Dr. Timothy Hollingshead, co-founder of the Fruit and Vegetable Foundation, noted at the presentation event: “It was an incredible experience to watch Dr. Howard share the knowledge he’s spent years developing for freeze-dried fruits and vegetables with some of the nation’s leading researchers in nutrition science.”
What makes this partnership compelling is the philosophical alignment between Dr. Howard and UC Davis School of Medicine. The medical school’s mission emphasizes providing learner-centered education to cultivate physicians who will improve lives and transform community health—not simply treat illness after it develops.
This prevention-oriented approach matches Dr. Howard’s vision. His work spans human health, pet wellness through Dr. Phyto’s, humanitarian relief through Greenleaf, and now academic medical research—all centered on the principle that small, consistent daily choices in nutrition can transform health outcomes.

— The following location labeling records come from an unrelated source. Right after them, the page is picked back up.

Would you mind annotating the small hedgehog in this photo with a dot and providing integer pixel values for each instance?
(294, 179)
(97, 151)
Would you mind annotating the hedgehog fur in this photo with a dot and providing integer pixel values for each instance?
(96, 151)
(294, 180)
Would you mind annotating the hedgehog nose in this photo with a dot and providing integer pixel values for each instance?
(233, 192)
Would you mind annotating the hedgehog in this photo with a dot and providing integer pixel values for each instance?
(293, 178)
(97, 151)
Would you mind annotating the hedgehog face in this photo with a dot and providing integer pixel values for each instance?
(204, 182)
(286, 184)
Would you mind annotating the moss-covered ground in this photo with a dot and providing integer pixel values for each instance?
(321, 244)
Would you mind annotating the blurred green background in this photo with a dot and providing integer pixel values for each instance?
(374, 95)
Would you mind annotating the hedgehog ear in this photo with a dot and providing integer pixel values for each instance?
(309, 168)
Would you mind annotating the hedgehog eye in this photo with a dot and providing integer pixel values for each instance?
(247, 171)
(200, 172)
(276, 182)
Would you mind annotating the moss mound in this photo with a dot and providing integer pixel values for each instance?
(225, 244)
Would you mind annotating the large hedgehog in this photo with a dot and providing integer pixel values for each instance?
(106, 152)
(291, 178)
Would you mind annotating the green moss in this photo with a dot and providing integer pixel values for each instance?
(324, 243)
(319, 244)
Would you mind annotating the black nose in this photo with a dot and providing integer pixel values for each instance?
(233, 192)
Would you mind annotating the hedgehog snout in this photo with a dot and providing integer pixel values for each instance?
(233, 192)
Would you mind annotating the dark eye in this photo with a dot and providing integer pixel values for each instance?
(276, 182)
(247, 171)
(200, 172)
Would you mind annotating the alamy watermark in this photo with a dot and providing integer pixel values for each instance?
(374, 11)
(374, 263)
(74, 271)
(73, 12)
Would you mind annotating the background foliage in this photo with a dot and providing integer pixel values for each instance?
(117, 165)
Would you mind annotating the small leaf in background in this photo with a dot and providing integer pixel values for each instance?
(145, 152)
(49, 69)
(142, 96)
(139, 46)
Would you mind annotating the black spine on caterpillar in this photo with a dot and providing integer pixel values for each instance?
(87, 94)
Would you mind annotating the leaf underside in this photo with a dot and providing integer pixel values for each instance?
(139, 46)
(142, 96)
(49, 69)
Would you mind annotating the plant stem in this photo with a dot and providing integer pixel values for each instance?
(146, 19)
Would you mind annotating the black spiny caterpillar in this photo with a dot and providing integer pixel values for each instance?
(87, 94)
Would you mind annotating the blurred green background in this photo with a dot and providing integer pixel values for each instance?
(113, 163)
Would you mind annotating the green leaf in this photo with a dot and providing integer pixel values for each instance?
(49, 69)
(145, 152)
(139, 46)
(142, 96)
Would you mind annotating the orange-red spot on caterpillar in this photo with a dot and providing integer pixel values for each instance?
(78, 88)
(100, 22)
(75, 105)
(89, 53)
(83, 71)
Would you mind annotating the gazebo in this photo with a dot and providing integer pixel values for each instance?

The $10 million gift represents one of many steps the Fruit and Vegetable Foundation is taking to establish infrastructure for future impact. It signals growing recognition within academic medicine that food-as-medicine research deserves the same rigor and investment as pharmaceutical research.
The Question Behind the Gift
Dr. Douglas Howard‘s philosophy ultimately asks academic medicine a provocative question: What if we’ve been looking in the wrong place for health solutions?
Not because pharmaceuticals and advanced medical interventions lack value, they’re essential for acute illness and many chronic conditions. But because the foundation of preventive health may lie in something far more accessible and far less profitable: helping people eat more fruits and vegetables.
It’s a question worth $10 million to answer, and potentially worth far more if the research proves what clinical observation and epidemiology have long suggested: that the future of transformative healthcare might be found not in the next pharmaceutical breakthrough, but in the produce aisle.
In academic medicine, that’s not just a research question. It’s a revolution.